Tahir Walsh

Personal information
- Full name: Tahir Jelani Walsh
- Nationality: Antigua and Barbuda
- Born: 24 February 1994 (age 32)
- Home town: St. John's, Antigua and Barbuda
- Height: 1.82 m (6 ft 0 in)
- Weight: 83 kg (183 lb)

Sport
- Sport: Running
- Events: 100 metres, 200 metres

Achievements and titles
- Personal bests: 100 m: 10.16 (Miami, Florida 2021) 200 m: 20.84 (El Paso 2017)

Medal record
Men's athletics
Representing Antigua and Barbuda
CARIFTA Games (Junior)
| Bronze medal – third place | 2013 Nassau | 100 m |
Commonwealth Youth Games
| Gold medal – first place | 2011 Douglas | 100 m |
| Silver medal – second place | 2011 Douglas | 200 m |
CAC Junior Championships (Youth)
| Bronze medal – third place | 2010 Santo Domingo | 200 m |
CARIFTA Games (Youth)
| Bronze medal – third place | 2010 George Town | 100 m |

= Tahir Walsh =

Antigua and Barbuda sprinter

Tahir Jelani Walsh (born 24 February 1994) is an Antiguan sprinter.
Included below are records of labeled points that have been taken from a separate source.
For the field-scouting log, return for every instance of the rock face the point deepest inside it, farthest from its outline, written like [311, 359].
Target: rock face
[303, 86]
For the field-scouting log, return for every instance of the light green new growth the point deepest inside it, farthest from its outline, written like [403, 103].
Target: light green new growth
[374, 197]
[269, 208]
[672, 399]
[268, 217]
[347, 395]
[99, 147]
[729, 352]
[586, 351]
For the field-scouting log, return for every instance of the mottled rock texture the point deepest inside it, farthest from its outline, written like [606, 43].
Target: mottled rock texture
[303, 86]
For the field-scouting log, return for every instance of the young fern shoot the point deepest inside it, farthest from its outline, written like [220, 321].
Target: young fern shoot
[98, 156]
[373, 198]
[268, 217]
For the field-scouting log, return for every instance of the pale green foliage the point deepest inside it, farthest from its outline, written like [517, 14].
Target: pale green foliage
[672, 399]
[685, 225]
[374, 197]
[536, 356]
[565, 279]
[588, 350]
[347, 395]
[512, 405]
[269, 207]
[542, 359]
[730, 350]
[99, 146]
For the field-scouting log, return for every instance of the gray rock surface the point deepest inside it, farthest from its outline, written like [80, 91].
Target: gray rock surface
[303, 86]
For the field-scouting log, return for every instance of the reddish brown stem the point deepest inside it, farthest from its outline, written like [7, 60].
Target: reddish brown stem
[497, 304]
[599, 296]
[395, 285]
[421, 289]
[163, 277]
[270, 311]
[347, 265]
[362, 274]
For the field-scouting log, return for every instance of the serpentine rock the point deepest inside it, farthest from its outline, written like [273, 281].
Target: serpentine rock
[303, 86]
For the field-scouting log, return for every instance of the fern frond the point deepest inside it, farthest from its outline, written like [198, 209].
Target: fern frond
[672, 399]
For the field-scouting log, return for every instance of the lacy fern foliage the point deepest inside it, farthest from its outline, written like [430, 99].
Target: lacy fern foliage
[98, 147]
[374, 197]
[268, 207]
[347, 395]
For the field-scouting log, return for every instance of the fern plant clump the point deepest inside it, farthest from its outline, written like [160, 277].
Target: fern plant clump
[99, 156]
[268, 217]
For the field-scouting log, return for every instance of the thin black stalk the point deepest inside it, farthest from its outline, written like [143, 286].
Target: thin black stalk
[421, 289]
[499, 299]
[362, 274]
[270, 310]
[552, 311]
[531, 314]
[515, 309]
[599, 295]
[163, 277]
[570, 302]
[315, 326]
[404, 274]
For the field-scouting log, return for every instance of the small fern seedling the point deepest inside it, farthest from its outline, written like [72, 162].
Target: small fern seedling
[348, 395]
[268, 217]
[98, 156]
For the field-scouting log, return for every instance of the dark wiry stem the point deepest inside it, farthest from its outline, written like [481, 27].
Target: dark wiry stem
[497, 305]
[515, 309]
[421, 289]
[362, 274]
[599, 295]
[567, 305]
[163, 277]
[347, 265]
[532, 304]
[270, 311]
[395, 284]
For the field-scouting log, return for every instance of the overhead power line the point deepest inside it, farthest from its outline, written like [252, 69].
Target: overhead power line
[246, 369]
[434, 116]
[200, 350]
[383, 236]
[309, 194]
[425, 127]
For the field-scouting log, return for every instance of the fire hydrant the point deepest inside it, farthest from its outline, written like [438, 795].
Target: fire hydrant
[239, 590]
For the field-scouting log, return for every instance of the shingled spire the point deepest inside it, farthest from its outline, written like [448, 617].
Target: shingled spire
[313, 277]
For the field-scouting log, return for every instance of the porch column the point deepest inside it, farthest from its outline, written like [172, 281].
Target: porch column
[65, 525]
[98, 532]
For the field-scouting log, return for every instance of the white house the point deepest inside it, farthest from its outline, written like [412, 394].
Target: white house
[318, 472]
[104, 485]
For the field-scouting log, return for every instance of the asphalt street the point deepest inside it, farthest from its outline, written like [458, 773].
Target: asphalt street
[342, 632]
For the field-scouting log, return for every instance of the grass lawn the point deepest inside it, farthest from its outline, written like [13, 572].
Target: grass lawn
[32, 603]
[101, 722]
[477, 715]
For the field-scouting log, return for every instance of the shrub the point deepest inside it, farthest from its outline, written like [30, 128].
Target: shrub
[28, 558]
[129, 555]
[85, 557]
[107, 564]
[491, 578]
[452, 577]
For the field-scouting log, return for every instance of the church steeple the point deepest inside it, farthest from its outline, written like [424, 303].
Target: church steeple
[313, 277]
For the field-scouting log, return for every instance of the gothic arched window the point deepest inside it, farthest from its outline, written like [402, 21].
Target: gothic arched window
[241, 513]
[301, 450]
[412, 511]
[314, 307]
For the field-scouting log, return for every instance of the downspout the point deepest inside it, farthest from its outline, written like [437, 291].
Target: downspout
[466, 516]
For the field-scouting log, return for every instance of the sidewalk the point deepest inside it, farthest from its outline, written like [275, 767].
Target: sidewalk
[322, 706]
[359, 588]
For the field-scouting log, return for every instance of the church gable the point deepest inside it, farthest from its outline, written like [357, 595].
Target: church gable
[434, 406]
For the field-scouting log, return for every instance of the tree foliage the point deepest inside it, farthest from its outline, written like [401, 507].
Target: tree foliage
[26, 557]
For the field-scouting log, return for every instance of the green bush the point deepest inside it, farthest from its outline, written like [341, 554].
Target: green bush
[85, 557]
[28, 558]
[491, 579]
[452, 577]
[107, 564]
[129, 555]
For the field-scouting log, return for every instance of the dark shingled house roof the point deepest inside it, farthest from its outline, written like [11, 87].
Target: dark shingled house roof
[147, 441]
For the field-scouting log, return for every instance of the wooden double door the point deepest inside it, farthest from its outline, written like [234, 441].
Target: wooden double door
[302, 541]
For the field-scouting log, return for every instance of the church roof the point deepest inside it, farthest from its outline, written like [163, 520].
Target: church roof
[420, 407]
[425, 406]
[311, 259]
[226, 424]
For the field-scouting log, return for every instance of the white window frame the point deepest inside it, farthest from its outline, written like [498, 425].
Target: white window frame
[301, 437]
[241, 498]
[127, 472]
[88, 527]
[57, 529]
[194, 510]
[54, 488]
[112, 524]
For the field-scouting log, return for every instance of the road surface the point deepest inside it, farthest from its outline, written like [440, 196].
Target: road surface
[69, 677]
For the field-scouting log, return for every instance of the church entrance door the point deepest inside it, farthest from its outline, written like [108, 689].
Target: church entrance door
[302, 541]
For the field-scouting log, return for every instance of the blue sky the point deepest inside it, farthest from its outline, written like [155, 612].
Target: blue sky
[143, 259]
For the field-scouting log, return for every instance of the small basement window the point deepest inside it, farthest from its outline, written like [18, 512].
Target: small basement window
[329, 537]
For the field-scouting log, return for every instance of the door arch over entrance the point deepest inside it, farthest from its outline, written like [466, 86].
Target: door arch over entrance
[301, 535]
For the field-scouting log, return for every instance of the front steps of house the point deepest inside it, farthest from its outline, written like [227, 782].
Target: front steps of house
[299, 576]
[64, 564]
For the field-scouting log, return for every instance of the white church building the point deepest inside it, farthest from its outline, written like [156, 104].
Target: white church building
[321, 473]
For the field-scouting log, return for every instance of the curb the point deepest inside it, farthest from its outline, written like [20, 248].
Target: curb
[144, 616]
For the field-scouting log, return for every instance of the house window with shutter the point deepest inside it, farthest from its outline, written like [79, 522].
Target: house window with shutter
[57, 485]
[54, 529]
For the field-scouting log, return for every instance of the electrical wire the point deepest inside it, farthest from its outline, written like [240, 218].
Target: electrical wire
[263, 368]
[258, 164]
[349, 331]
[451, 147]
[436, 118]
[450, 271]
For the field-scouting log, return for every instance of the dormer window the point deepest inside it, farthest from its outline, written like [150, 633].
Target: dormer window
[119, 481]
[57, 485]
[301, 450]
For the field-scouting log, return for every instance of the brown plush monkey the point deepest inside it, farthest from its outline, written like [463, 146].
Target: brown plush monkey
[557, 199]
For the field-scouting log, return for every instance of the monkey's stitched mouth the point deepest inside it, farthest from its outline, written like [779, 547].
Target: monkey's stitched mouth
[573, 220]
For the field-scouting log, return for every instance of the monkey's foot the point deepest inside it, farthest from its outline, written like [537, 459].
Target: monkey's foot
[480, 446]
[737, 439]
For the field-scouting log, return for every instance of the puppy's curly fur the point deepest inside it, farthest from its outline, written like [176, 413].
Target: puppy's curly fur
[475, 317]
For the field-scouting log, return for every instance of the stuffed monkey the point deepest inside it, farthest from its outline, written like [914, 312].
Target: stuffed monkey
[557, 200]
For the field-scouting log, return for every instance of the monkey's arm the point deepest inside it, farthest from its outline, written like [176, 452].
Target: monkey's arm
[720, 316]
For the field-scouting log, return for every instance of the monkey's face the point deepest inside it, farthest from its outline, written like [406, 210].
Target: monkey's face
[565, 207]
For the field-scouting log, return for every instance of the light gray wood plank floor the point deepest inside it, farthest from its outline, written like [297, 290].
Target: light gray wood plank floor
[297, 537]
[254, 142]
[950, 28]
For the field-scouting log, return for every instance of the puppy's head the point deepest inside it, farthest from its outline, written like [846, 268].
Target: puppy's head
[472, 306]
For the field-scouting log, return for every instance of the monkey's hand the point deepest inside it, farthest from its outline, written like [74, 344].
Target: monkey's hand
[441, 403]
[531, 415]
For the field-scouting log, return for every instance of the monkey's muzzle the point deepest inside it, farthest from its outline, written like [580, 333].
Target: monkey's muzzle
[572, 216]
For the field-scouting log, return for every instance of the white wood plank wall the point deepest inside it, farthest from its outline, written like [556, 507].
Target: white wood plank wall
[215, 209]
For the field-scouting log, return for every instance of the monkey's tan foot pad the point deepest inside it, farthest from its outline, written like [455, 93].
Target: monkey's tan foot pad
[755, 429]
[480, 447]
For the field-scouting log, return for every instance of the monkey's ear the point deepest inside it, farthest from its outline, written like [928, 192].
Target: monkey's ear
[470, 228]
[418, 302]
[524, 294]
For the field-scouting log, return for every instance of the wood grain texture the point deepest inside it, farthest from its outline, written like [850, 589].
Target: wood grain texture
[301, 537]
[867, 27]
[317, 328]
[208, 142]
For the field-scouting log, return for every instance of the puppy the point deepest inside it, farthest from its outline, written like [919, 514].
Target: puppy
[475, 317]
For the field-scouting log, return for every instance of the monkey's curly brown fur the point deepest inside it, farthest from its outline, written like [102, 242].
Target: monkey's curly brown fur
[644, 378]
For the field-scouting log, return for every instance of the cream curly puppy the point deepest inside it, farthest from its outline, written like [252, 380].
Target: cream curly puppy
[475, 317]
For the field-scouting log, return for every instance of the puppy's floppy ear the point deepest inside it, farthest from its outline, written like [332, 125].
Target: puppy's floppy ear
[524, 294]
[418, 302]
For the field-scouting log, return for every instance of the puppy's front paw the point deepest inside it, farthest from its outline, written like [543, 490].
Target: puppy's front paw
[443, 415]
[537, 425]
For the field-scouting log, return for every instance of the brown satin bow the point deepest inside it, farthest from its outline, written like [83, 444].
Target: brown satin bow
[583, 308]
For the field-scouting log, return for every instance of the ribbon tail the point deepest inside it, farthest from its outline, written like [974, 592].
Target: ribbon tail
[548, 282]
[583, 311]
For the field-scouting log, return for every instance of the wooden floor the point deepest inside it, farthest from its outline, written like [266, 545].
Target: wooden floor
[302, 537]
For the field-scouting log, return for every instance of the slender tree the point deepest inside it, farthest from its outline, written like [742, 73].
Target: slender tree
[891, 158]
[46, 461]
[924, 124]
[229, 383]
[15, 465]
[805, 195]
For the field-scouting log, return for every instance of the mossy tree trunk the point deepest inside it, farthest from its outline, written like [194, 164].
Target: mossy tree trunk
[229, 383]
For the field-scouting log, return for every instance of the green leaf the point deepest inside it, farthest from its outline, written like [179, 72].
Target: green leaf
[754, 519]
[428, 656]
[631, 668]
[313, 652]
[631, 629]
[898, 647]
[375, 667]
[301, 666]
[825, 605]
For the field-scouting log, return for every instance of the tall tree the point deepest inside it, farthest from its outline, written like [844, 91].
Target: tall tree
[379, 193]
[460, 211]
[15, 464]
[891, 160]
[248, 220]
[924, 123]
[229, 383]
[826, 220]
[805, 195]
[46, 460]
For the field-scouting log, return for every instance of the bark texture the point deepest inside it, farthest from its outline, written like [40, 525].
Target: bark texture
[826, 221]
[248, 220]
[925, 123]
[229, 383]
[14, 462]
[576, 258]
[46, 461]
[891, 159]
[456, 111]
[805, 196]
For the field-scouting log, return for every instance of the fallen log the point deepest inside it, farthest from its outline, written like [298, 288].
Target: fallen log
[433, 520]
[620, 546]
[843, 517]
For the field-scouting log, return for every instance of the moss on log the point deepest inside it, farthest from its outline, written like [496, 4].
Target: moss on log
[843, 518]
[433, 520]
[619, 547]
He finished fourth in the boys' 100 metres at the 2010 Summer Youth Olympics. At the 2016 Summer Olympics in Rio de Janeiro, he competed as a member of the men's 4 × 100 m relay team. The team finished 6th in their heat with a season's best time of 38.44 seconds, but did not qualify for the final.